By Matthew E. Milliken
March 31, 2017

Last June, journalist Robert Kuttner examined the different ways in which a then-hypothetical President Trump might abuse his power.

We are now 70 days into the Trump administration, a span in which the administration has been mired amid scandal, incompetence and apparent if not actual corruption, not to mention historically low approval ratings. Yes, it’s early, but we can get a good sense of the ways in which Kuttner — who once reported on the methods by which President Nixon politicized the Internal Revenue Service — was right and wrong in his prognostications about the figure I’ve taken to calling President Short Attention Span.

Trump will insist on loyalty. Kuttner was spot-on about this. In his eagerness to blame the failure of his ill-advised health-care reform initiative on everyone not named Donald Trump, the president blamed Democrats and Republicans alike. The commander-in-chief seemed particularly eager to call out Speaker of the House Paul Ryan, notwithstanding Ryan’s relative obeisance to Trump, as well as members of the House Freedom Caucus who objected that the American Health Care Act wasn’t cruel enough.

• Partisan control of Congress will redound to Trump’s benefit. Republican members of Congress have been extremely reluctant to investigate any of the many irregularities surrounding President Trump. While that hesitancy may finally be waning as the Senate Intelligence Committee has begun what appears to be a cautious, impartial probe of ties between Russian officials and the Trump campaign, the GOP has by and large been willing to give Trump free reign.

• Federal immigration officials will harass foreign-born U.S. residents. That process seems to be well under way.

• Trump will politicize the IRS. There’s no sign yet that this is happening, but give it time.

• Trump will politicize federal prosecutions. Trump’s recent dismissal of 46 U.S. attorneys could be a prelude to the politicization of the Department of Justice.

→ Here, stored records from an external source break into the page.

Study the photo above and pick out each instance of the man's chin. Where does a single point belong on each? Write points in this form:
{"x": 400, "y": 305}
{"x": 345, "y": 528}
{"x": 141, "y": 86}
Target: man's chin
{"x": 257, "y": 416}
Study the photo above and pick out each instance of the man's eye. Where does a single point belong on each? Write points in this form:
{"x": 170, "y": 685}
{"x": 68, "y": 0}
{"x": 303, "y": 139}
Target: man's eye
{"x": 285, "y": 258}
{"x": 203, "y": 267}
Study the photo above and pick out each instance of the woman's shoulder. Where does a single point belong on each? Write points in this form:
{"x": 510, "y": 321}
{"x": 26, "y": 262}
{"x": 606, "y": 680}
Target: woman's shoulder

• Trump will cut back on regulation and regulatory enforcement. This appears to be well under way, as the president’s preliminary budget proposal and moves to undo climate-change-related environmental regulations indicate.

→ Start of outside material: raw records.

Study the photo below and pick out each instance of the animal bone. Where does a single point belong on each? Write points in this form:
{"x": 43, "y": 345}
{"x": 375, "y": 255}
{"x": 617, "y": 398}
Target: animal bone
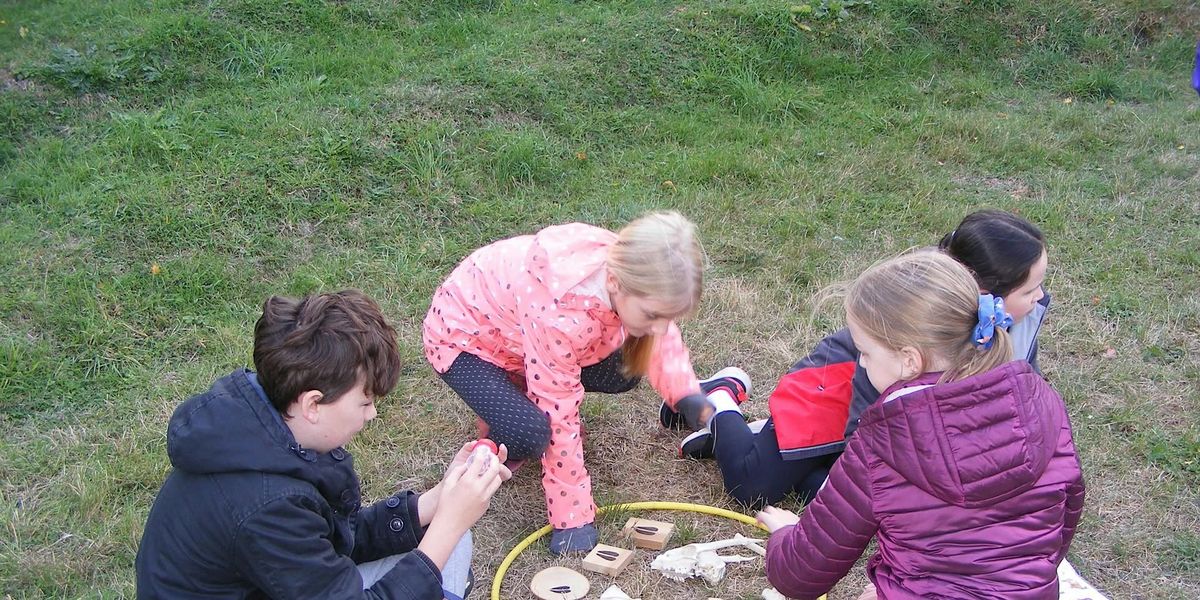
{"x": 615, "y": 593}
{"x": 772, "y": 594}
{"x": 702, "y": 561}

• Trump will enlist mobs to enact his will. We haven’t really seen this happen since the inauguration. But some of Trump’s campaign events were certainly ugly and saw the candidate inciting violence, so it’s not far-fetched to imagine this happening.

• Trump will exploit a security threat to crack down on civil liberties. This hasn’t yet taken place, but given what happened after 9/11 — Patriot Act, anyone? — it’s easy to see it looming in the future.

• Trump will play favorites and enemies with media outlets. Yup.

Unfortunately, things could be even worse than Kuttner projected. For example, he never speculated about Trump’s ability to expand his business reach through self-dealing.

And Kuttner never speculated about the ways in which Trump — who is wholly unlike all his predecessors — might abuse the sweeping pardon powers that the Constitution grants  the president. Given the news that Michael Flynn, Trump’s former national security advisor, has asked for immunity from prosecution in exchange for testimony about unspecified misdeeds by those in Trump’s circle, one wonders if Trump or his aides have given any thought to the uses and abuses of that particular executive privilege.